I watch Attack of the Show and XPlay on G4, and that's about it. Even though they have a lot of content on their website, you can't watch shows in their entirity on their website. I wonder if they're trying to distance themselves from all the tech-themed internet stations whose back catalog you can freely and easily download. Perhaps they're afraid that if someone without that channel goes to their website and sees you can download all their shows, they think, "That's odd, I thought G4 was a television station, not an internet station." Not that that would be a bad thing.

You can view certain segments online, piecemeal, but you can't watch whole episodes. G4's website has a lot of other content you can watch, online-exclusive versions of popular segments like "Fresh Ink," as well as vidcasts only available online such as a new personal favorite of mine, "Sessler's Soapbox."

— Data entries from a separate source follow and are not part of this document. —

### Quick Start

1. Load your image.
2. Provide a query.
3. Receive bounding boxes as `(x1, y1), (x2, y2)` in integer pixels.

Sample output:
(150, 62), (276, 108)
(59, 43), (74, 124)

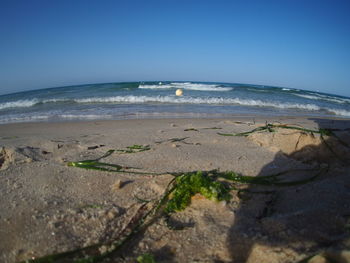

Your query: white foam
(292, 93), (350, 104)
(75, 95), (320, 110)
(326, 109), (350, 117)
(139, 82), (233, 91)
(0, 99), (39, 110)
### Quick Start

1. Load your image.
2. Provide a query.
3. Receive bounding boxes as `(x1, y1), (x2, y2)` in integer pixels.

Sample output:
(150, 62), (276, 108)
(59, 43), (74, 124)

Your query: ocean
(0, 81), (350, 123)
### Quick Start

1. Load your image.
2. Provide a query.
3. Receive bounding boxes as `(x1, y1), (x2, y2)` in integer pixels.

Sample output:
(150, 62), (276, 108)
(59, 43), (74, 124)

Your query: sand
(0, 117), (350, 263)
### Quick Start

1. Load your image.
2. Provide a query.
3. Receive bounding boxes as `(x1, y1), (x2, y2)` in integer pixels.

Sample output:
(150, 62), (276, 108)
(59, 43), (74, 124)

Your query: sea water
(0, 81), (350, 123)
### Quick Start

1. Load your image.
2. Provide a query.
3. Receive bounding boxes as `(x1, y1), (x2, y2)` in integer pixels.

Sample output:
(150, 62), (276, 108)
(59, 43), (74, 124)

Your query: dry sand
(0, 117), (350, 263)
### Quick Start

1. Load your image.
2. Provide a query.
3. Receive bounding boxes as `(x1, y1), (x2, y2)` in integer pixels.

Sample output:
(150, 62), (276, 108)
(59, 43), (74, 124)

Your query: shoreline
(0, 116), (350, 263)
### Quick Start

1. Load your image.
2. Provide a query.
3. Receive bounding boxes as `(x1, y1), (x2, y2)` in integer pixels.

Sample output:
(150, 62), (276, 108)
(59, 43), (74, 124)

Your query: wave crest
(139, 82), (233, 91)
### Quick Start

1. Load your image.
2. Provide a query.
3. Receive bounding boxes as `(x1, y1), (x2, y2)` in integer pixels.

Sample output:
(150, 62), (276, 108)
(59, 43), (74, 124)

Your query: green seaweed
(218, 123), (334, 136)
(165, 171), (232, 213)
(184, 128), (199, 132)
(136, 253), (156, 263)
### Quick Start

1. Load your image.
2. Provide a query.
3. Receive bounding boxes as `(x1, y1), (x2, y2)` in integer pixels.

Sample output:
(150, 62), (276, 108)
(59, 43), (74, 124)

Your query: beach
(0, 116), (350, 263)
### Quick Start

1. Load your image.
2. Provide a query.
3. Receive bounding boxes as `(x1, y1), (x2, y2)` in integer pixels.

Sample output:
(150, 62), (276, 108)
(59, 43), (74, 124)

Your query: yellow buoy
(175, 89), (183, 96)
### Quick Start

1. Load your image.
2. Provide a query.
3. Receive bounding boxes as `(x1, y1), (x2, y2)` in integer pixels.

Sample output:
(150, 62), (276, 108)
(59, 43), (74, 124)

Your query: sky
(0, 0), (350, 96)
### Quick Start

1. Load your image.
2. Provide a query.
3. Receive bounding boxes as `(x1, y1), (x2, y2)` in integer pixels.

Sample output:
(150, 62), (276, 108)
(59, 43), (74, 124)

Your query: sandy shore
(0, 117), (350, 263)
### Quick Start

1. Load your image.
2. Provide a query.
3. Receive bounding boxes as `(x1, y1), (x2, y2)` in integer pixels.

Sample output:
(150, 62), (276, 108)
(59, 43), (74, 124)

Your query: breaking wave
(292, 93), (350, 104)
(0, 94), (350, 117)
(139, 82), (233, 91)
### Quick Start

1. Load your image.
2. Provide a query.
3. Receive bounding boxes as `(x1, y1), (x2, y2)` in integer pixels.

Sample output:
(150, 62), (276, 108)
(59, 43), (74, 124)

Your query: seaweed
(184, 128), (199, 132)
(136, 253), (156, 263)
(218, 123), (335, 136)
(26, 167), (323, 263)
(26, 134), (328, 263)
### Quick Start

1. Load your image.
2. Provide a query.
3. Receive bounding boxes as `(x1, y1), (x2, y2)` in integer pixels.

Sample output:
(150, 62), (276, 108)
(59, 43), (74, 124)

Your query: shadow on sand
(227, 119), (350, 263)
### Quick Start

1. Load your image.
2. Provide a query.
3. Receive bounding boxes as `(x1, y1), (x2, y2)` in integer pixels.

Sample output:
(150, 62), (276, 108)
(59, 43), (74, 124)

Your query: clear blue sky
(0, 0), (350, 96)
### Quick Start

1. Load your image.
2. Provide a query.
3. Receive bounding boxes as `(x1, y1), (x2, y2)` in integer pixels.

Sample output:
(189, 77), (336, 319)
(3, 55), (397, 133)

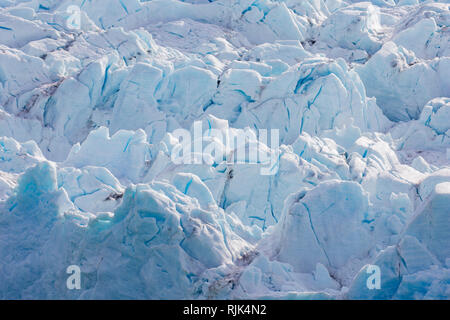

The quality is okay, but I have the damnest time getting these videos to play smoothly in-browser on any computer other than my gaming supercomputer. My netbook? Forget it. They don't display a download link that I've seen, but they do provide a link to their RSS feed. If you click on that, you're taken to Feedburner's list of that vidcast's recent posts. Each post has, not an embedded player, but a link to an MP4 file which plays on all my computers beautifully. I can't say how much I appreciate this. Not only do they do a good job separating their content's RSS feeds (some sites throw them all together on the same feed, which is a nice way to get me to stop subscribing), but they provide a file I can play on any operating system with VLC.

Oh, and I know I said their in-browser player is resource intensive, and it is. Having it open in a window severely slows down my netbook. It does do something really cool though, it doesn't start loading anything unless it's actually visible in your browser. The links I provided above go to the vidcast's main pages, which has all their recent updates listed, with a video embedded in each post. Those players don't even initialize until you scroll down to them, so they don't all collectively eat up your bandwidth or CPU power. That's pretty cool.

Well, that wraps up the post on non-ad supported videos. I really was only going to touch on these three services before moving on the the ad-supported ones, all in one post. I've just got so many thoughts in my big ole head it's a rarity if any topic is ever restrained to just one post.